For short, self-contained questions over short, self-contained passages, that assumption mostly holds. But "similar" and "relevant" diverge the moment a document has structure. A clause that answers a query about liability might share very few surface tokens with the query itself — the actual answer lives in a definitions section thirty pages earlier, or in a cross-reference to an exhibit. A cosine score can't see that. It sees word shapes.
Here's what that pipeline actually looks like:
Notice what happens between steps: the document enters with structure — sections, headings, cross-references, page order — and exits the chunking stage as a bag of fragments. The vector database stores proximity, not hierarchy. Whatever the document meant by putting section 3.2 after section 3.1 is thrown away.
This is why vector RAG struggles on exactly the documents where RAG would be most valuable: contracts, filings, research papers, specifications. The more a document rewards careful reading, the less similarity search captures about it.
What humans actually do
Watch a lawyer or an analyst answer a question about a long document. They don't scan every paragraph. They open the table of contents, jump to the section that looks right, skim the headings, descend into a subsection, and — if the answer isn't there — back out and try a different branch.

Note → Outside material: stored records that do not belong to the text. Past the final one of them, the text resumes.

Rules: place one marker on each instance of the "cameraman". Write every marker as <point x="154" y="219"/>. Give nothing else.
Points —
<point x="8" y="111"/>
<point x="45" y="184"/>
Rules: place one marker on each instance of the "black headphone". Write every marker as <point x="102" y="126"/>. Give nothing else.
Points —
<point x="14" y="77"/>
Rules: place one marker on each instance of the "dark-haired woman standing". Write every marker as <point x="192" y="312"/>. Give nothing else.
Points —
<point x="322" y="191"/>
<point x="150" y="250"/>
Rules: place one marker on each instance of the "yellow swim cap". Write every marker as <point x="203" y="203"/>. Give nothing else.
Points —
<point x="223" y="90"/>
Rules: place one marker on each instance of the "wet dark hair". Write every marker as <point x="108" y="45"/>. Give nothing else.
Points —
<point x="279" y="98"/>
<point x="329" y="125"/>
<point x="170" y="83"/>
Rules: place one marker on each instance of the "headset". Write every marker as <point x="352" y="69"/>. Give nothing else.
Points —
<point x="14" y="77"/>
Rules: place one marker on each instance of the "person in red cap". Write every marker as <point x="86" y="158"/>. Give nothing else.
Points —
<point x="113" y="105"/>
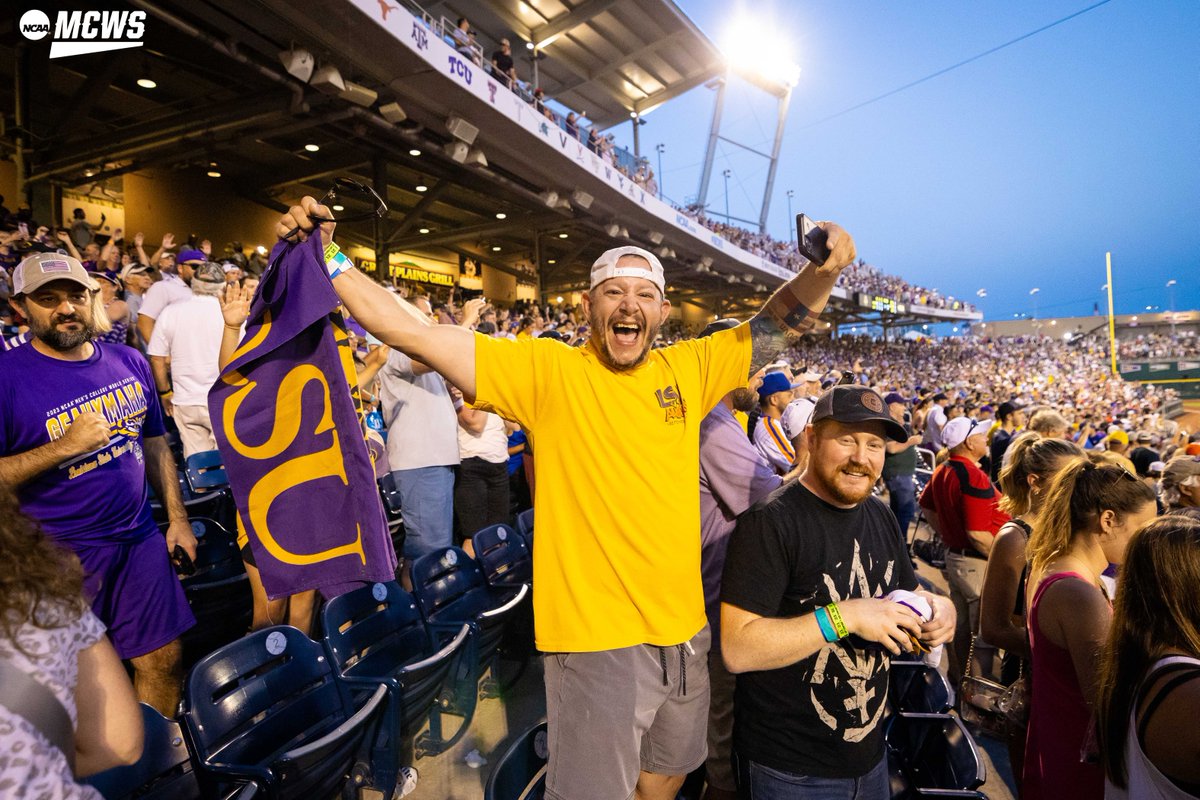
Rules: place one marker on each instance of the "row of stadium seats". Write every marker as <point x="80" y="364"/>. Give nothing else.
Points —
<point x="930" y="752"/>
<point x="276" y="714"/>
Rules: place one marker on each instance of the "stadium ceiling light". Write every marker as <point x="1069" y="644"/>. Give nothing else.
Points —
<point x="757" y="48"/>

It's tree search, guided by reasoning about structure.
This is the behavior that vectorless RAG tries to reproduce. The document gets indexed not as a flat soup of chunks but as a hierarchy: sections, subsections, summaries, page ranges. At query time, an LLM walks that hierarchy. It reads titles and summaries, decides which branches are worth descending into, and pulls the underlying pages only for the nodes that survive the reasoning step.
No embeddings. No similarity scores. No chunking in the sense we usually mean it — the natural sections of the document are the units of retrieval.
Why this is a better bet for long documents
Three properties fall out of this design that you can't easily bolt onto a vector pipeline.
Retrieval preserves structure. Because the index mirrors the document's actual organization, cross-references and section dependencies survive. When the query touches something defined elsewhere, the traversal can follow that thread.
Retrieval is traceable. Every answer comes attached to specific nodes and specific page ranges. You can point at the pages the LLM read. Compare that to handing a stakeholder "the top-5 chunks our vector search returned" and asking them to trust the distance metric.
Retrieval tolerates query-document vocabulary gaps. The LLM doing the traversal doesn't need the query and the document to use the same words. It's reasoning about what a section is about, not measuring token overlap.
The FinanceBench numbers — 98.7% accuracy on SEC filings using VectifyAI's PageIndex-powered Mafin 2.5, versus around 50% for traditional vector RAG on the same benchmark — aren't surprising once you see the mechanism. Financial filings are the canonical case where structure carries most of the meaning and similarity search throws most of it away.
Where it doesn't apply
I want to be honest about the shape of this tool, because the "vectors are dead" framing you'll see online is overreach.
If your corpus is millions of short, independent items — support tickets, product descriptions, forum posts, chat history — there is no hierarchy to reason over. Flat similarity search is exactly the right abstraction, and it will be faster and cheaper than any tree traversal. Vectorless RAG is not a replacement for vector search in that regime.
It's a replacement for vector search in the regime where vector search was always a compromise: long, internally-structured documents where the thing you actually want is navigation, not matching.
The real shift
The deeper point isn't about PageIndex specifically or any single implementation. It's that the rise of models capable of reasoning over long contexts changes what retrieval has to do. When your retriever was dumb, you needed a precise geometric filter in front of it. When your retriever can actually read and decide, you want to give it structure to reason over, not a pile of disembodied chunks.
Vector RAG was an architecture built around the limitations of earlier models. Some of those limitations are gone. It's worth asking, on every pipeline you maintain, whether you're still paying for a workaround to a problem that no longer exists.